If all those numbers are just too confusing think of it this way. A recent Canadian study showed that Mutual funds cost the average person $323,000 over their lifetime. Wow that is alot of cash paid to your investment advisor or bank or … . If you had just bought ETF’s using Wealthsimple or other roboadvisor your cost would have been closer to $70,000 over your lifetime. I don’t know about you that the difference of a quarter of a million dollars is something I want to keep in my pockets.
How To Get A Discount On Wealthsimple Fees
If you open an account with Wealthsimple they will not charge any fees on the first $5000 for the first year. However, you can double that to $10,000 without fees if you use a reference code from a current Wealthsimple customer… like me. I also get $10,000 invested without fees for making the reference, so I would certainly appreciate it if you would click my referral code HERE.

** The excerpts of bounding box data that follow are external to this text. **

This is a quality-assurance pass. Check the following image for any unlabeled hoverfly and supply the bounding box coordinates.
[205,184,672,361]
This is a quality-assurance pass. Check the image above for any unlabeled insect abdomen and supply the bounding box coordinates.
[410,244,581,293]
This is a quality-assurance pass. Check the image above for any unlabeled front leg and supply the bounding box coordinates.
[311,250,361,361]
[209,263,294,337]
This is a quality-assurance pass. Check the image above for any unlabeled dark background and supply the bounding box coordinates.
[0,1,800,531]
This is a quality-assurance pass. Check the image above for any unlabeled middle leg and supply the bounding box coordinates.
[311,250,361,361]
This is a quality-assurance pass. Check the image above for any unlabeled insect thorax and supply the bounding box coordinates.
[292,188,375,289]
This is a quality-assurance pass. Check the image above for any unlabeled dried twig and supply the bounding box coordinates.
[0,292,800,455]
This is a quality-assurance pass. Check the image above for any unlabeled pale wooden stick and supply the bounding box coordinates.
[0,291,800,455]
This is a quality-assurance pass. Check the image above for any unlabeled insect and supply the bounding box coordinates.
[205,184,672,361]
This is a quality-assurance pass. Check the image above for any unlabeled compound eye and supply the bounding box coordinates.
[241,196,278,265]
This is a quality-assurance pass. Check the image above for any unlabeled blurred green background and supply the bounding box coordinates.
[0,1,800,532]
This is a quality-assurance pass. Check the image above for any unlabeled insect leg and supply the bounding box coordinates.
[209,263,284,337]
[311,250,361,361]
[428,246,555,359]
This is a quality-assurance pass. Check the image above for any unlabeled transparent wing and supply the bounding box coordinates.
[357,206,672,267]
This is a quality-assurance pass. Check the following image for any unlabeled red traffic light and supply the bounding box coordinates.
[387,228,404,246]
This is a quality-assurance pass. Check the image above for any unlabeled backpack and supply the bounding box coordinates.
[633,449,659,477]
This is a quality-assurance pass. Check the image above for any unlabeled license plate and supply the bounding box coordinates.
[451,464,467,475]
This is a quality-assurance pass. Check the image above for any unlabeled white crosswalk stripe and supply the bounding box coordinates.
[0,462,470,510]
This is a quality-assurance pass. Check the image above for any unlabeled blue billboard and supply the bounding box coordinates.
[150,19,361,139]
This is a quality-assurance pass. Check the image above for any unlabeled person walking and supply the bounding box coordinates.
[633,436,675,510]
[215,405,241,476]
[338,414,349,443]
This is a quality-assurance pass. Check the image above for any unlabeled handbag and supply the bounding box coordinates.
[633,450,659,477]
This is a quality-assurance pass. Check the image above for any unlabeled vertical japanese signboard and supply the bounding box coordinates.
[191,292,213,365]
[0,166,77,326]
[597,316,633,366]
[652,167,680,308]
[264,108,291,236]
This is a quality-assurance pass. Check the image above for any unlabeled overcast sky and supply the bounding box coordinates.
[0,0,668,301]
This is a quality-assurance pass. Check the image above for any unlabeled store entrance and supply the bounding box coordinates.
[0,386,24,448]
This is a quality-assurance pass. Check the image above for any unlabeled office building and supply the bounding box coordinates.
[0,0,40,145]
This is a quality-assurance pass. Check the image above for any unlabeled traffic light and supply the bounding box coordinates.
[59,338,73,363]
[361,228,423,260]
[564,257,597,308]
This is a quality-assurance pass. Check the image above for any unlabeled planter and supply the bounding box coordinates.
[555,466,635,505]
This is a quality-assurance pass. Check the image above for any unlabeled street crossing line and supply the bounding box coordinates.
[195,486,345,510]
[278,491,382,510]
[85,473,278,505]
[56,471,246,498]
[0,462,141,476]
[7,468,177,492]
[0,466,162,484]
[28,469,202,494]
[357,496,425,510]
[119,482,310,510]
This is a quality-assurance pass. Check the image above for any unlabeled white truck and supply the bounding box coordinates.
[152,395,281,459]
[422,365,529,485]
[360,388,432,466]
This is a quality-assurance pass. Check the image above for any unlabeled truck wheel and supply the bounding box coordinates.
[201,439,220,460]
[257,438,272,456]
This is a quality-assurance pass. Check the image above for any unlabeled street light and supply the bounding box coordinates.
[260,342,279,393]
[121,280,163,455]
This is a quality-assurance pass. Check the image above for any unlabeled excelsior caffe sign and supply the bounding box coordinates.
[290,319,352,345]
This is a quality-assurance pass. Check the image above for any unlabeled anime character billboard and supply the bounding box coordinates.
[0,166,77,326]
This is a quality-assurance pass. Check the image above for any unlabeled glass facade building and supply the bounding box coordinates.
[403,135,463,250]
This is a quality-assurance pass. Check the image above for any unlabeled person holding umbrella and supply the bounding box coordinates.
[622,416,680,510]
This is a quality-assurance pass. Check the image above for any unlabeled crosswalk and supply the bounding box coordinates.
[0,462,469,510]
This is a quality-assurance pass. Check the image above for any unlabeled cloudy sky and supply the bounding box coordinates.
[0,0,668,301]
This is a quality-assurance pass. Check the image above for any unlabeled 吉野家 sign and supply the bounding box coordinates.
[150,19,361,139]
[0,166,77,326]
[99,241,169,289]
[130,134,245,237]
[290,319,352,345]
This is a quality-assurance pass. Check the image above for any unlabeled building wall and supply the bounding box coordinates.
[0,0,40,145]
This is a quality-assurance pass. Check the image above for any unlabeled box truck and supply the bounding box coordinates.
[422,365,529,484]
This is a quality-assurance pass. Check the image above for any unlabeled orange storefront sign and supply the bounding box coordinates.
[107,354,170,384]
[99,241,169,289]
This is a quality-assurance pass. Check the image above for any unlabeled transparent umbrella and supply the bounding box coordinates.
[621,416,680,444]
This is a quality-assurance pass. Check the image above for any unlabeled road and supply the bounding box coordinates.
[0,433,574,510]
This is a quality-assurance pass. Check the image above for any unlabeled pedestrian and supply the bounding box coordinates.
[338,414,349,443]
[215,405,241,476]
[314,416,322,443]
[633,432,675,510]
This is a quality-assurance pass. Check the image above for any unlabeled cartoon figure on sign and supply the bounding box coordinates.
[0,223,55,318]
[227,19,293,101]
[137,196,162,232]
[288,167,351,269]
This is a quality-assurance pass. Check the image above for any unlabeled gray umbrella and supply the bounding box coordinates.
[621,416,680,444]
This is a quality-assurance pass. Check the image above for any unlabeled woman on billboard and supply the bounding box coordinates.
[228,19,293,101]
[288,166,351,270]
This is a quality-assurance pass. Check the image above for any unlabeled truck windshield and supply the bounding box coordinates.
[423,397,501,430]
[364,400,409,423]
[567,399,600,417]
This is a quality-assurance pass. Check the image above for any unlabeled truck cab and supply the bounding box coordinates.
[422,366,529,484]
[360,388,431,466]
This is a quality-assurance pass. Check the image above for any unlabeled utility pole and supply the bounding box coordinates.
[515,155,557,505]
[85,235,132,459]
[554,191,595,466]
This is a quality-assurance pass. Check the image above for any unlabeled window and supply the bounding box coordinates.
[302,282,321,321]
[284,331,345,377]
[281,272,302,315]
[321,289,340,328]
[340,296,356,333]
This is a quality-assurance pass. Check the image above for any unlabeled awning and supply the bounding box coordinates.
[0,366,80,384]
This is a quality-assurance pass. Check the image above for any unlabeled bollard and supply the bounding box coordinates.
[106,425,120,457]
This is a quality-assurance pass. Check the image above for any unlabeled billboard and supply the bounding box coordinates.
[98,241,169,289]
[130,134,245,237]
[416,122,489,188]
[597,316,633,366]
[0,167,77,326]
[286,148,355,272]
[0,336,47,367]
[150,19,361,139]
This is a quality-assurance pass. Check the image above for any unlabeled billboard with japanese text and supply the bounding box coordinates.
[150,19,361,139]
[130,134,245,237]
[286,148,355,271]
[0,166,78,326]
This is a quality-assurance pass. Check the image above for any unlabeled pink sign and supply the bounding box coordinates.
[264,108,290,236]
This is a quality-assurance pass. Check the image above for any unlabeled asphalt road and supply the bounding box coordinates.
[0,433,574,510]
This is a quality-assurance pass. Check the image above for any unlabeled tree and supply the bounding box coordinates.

Note that I am NOT affiliated with Wealthsimple and they are NOT paying me in ANY way for this or any other article.
Are there Special Investment Choices?
If you want Wealthsimple to be more specific than the general market, they offer to limit your investments to so called “ethical funds” or “Halal funds“. Most people will not want these are they, by definition, restrict your options.
You can also put your money into a TFSA or RRSP or a general taxable account. You decide what is right for you.